Leilão de balsas em SP gera economia de R$ 1,2 bilhão em 20 anos com desconto de 12,60%.
Economia com o leilão de balsas em São Paulo
O leilão de balsas realizado em são paulo, que teve como vencedora a Aquavias SP, representa uma economia significativa para o estado, estimada em R$ 1,2 bilhão ao longo de 20 anos. O desconto de 12,60% na contraprestação pública anual, que é de aproximadamente R$ 413 milhões, foi anunciado pelo secretário de Parcerias em Investimentos do Estado, Rafael Benini, em coletiva na sede da B3, na capital paulista.
O secretário ressaltou que a mudança para balsas elétricas, em substituição às atuais, trará uma melhoria operacional de 20%, além da economia financeira. “Estamos falando de um investimento que não só reduz custos, mas também aumenta a eficiência do transporte aquaviário”, afirmou Benini.

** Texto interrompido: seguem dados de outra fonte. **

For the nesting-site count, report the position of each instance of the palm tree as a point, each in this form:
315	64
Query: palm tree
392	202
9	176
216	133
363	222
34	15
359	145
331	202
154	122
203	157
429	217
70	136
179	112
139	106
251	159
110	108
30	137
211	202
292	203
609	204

Detalhes do leilão e operação
O consórcio Acqua Vias SP, que venceu a concorrência, desbancou outras três propostas para garantir a concessão. A operação da concessionária está prevista para começar em meados do ano que vem, após a homologação do vencedor e assinatura do contrato, processo que deve levar entre 30 a 60 dias, seguido de uma fase de transição de cerca de três meses.
O projeto abrange 14 trechos aquaviários, sendo oito no litoral paulista, três na Região Metropolitana e três no Vale do Paraíba. Sob a supervisão da Agência de Transporte do Estado de são paulo (Artesp), essas travessias movimentam cerca de 11 milhões de passageiros e 10 milhões de veículos anualmente.
Manutenção da gratuidade e modernização
Um ponto importante do novo modelo de concessão é a manutenção da gratuidade e isenção tarifária das balsas, conforme confirmado pela secretária de Meio Ambiente, Infraestrutura e Logística, Natália Resende. Além disso, o projeto, que foi aprovado em abril pela Assembleia Legislativa do Estado de são paulo (Alesp), prevê a renovação total da infraestrutura, com a inclusão de 45 novas balsas elétricas.
Essas melhorias visam não apenas a eficiência econômica, mas também a sustentabilidade do serviço, alinhando-se às novas demandas ambientais e tecnológicas. Com a implementação dessas mudanças, espera-se um transporte aquaviário mais eficiente e com menor impacto ambiental, beneficiando tanto os usuários quanto o estado.